Can anyone advise me please, I've taken on an X Trail, Sport dCi first reg 01/01/2004, bought from the main dealer, who signed the service book as having a Major service.

The day after I got it I checked the engine oil prior to going on a long trip, to find that the engine oil was black.

After my trip I returned to the dealer and asked if the engine oil had been changed. I was told by the service manager that all X Trails new engine oil will go black within minutes of it being started up.

This is something beyond me, all my other vehicles have been petrol and the oil when removed was as golden a colour as when it went in.

Any information would be appreciated.

Thanks,

briber


----------



## rogoman (Dec 16, 2004)

I would venture to say that the dealer is giving you a load of crap.

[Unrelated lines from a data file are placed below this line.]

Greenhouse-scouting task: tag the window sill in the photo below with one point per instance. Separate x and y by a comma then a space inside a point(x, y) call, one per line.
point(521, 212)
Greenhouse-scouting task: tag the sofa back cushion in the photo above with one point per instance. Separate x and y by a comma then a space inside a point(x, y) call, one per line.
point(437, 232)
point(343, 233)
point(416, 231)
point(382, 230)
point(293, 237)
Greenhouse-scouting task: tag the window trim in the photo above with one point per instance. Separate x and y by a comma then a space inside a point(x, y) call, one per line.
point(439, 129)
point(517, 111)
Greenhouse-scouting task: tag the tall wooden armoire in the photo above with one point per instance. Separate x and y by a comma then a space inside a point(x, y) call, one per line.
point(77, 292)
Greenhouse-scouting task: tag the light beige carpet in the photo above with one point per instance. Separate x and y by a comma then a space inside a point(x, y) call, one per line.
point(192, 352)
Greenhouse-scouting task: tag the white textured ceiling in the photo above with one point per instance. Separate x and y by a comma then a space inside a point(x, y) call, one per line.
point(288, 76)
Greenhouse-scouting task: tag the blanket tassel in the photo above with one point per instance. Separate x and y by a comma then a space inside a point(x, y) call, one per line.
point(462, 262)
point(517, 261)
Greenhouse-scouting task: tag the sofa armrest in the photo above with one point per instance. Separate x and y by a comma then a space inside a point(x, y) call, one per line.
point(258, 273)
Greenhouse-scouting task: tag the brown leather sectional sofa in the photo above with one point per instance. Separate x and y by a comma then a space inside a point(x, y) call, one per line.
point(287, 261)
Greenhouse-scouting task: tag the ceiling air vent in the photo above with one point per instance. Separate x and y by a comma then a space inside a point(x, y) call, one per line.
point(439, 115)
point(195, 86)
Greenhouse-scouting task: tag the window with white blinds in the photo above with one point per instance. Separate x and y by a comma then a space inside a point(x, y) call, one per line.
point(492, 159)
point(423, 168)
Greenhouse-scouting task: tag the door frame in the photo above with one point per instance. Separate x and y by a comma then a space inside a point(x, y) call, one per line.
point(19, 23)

Generally in a new oil change after running the motor for a few minutes, the oil will darken a bit but not be totally black.

It's possible that if the motor is loaded with sludge, it might exacerbate the darkening of the oil.


----------



## briber (Mar 12, 2009)

Thanks for that Rogoman, 

I'm afraid you have confirmed my suspicions. I will now have to take my car to an engineer who has done work for me so that I can have it properly assessed.

Regards,

briber


----------



## Xtrailguy (Mar 9, 2006)

There is no way 'new' engine oil would turn black that quick.
Even at 180,000km, my engine oil still has a gold colour to it 2k to 3k after an oil change.


----------



## briber (Mar 12, 2009)

Hello,

Having re checked my message I'm wondering if I was explicit enough about my X Trail being a diesel.

Have now checked with an engineer who has done work for me, he informs me that the diesel engine has so much carbon that the engine oil will go black within a very few miles. I'm much happier now that he has explained it.

Thank you to all who have volunteered advice.

briber


----------



## catlitter00 (Apr 20, 2008)

briber said:


> Hello,
> 
> Can anyone advise me please, I've taken on an X Trail, Sport dCi first reg 01/01/2004, bought from the main dealer, who signed the service book as having a Major service.
> 
> ...


Your dealer id telling porkies! if they did the oil change they probably put shit oil in it, or they didn't change it...Your Xtrail should use Fully synthetic 5-30 engine oil. The garage will charge you £38 for 5 litres of the stuff but you can get the very same oil from Partco for a tad over £12......prime any new filter that you fit, it's drivers side behind plastic cover and easy to get at so not a problem.


----------



## briber (Mar 12, 2009)

Catlitter,

Thanks for that, will have to have a think 

briber


----------



## carbonr (Oct 19, 2009)

same problem. but i have a diesel engine then why is my oil still so dark black. the service person said maybe it wasnt changed properly on time so this time we wash the engine with cheap oil and then put the new oil. i have to do for my next change, could some one tell me is it problem?


----------



## mgfiest (Sep 13, 2009)

Yes, diesel oil does go black but I am still betting there is sludge in it... need to get it flushed... good mechanic can take the oil pan off... give it a good cleaning and then you are good to go... but that would be my last resort... do an engine flush...


----------